Current Inspector: Kimberly Sampson (757) 354-7307

Inspection Date: March 9, 2023

Complaint Related: No

Areas Reviewed:
8VAC20-780 Administration.
8VAC20-780 Staff Qualifications and Training.
8VAC20-780 Physical Plant.
8VAC20-780 Staffing and Supervision.
8VAC20-780 Programs.
8VAC20-780 Special Care Provisions and Emergencies
8VAC20-780 Special Services.
8VAC20-820 THE LICENSE.
8VAC20-820 THE LICENSING PROCESS.
8VAC20-770 Background Checks (8VAC20-770)
20 Access to minor?s records
22.1 Background Checks Code, Carbon Monoxide
63.2 Child Abuse & Neglect

Comments:
An unannounced monitoring visit and facility tour was conducted on 03/09/2023. At the time of inspectors' arrival there were 54 preschool aged children in care with 8 staff members and 1 administrator. Children were observed interacting with staff, nap, lunch and hand washing. A separate record review of staff records concluded on 03/17/2023. A sample of 5 children's records and 5 staff records were reviewed. Injury reports and medications were also reviewed. Areas of noncompliance are identified on the violation notice and were discussed with the director in an exit meeting at the conclusion of this inspection.

Violations:
Standard #: 8VAC20-780-160-C
Description: Based on record review and interview it was determined the center did not obtain results of a follow-up tuberculosis screening at least every two years from the date of the first initial screening or testing from each staff member.
Evidence:
1. The record for staff #4(hired 8/13/18) did not have documentation of an updated TB screening or test. The documentation available was dated 8/13/20.
2. Staff confirmed this documentation was not available during this inspection.

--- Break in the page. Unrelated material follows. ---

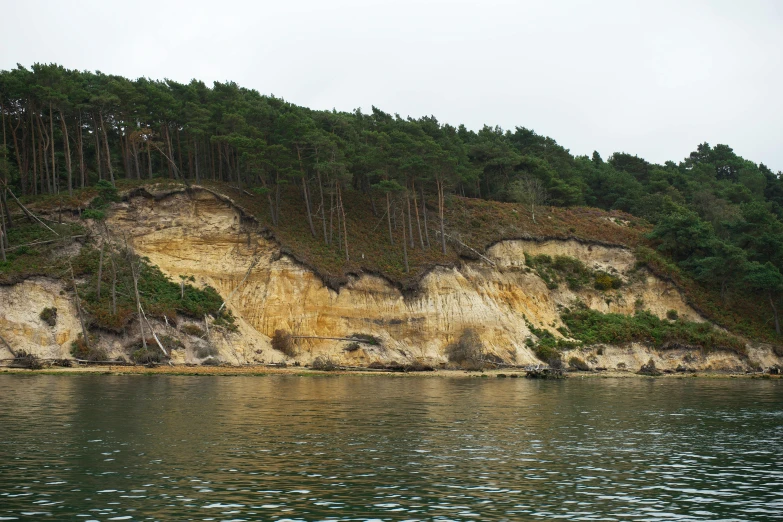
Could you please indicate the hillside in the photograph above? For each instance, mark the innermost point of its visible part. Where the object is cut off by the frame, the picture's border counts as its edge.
(367, 199)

Plan of Correction: Staff will receive an updated TB test or screening.

Standard #: 8VAC20-780-260-A
Description: Based on record review and interview it was determined the center could not provide to the licensing representative an annual fire inspection report from the appropriate fire official having jurisdiction.
Evidence:
1. The fire inspection available was dated 11/3/21.
2. Staff confirmed that there was not an updated inspection available.

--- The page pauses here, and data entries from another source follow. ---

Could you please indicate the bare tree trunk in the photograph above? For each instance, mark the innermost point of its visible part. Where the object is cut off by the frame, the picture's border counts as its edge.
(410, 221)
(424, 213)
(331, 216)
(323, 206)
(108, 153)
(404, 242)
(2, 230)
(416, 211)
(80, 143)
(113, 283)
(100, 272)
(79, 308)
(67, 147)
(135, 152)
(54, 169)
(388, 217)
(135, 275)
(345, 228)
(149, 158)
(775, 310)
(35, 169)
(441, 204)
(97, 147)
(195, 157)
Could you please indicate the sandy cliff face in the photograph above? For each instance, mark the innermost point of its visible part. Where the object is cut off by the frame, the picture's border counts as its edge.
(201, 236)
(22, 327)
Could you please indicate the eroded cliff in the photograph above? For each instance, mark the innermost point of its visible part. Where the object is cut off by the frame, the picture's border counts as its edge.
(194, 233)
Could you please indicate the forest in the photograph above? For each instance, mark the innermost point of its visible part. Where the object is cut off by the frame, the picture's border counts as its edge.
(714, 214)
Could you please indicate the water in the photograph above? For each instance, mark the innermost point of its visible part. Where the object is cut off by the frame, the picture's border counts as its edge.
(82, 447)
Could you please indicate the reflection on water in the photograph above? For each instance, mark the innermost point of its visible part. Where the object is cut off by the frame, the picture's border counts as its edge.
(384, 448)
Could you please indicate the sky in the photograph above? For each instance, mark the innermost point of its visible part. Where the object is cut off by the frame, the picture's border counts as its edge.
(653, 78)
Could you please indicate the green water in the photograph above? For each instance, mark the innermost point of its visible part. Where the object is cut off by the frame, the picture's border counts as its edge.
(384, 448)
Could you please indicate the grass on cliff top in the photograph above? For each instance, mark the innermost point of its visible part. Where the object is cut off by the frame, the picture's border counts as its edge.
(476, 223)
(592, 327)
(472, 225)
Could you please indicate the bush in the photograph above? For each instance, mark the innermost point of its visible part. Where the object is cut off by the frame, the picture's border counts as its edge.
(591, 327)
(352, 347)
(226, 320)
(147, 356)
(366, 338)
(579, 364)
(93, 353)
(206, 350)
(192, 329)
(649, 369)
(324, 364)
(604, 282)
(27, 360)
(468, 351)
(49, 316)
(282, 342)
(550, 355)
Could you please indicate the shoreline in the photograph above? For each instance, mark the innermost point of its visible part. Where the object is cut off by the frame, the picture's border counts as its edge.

Plan of Correction: Staff will request an updated fire inspection.

Standard #: 8VAC20-780-270-A
Description: Based on observation and interview it was determined the center did not ensure that all areas and equipment of the center, inside and outside, were maintained in a clean, safe and operable condition.
Evidence:
1. There were a total of 3 toilet seats in the children's restrooms that were worn, exposing the core porous material and therefore not able to be properly sanitized.
2. There were 6 12x12" broken floor tiles in the open room when you first enter the classroom area, presenting a potential tripping hazard.
3. Staff reported at last inspection 9/21/22 that a maintenance request had already been submitted for these repairs. These areas have not been repaired as of this inspection.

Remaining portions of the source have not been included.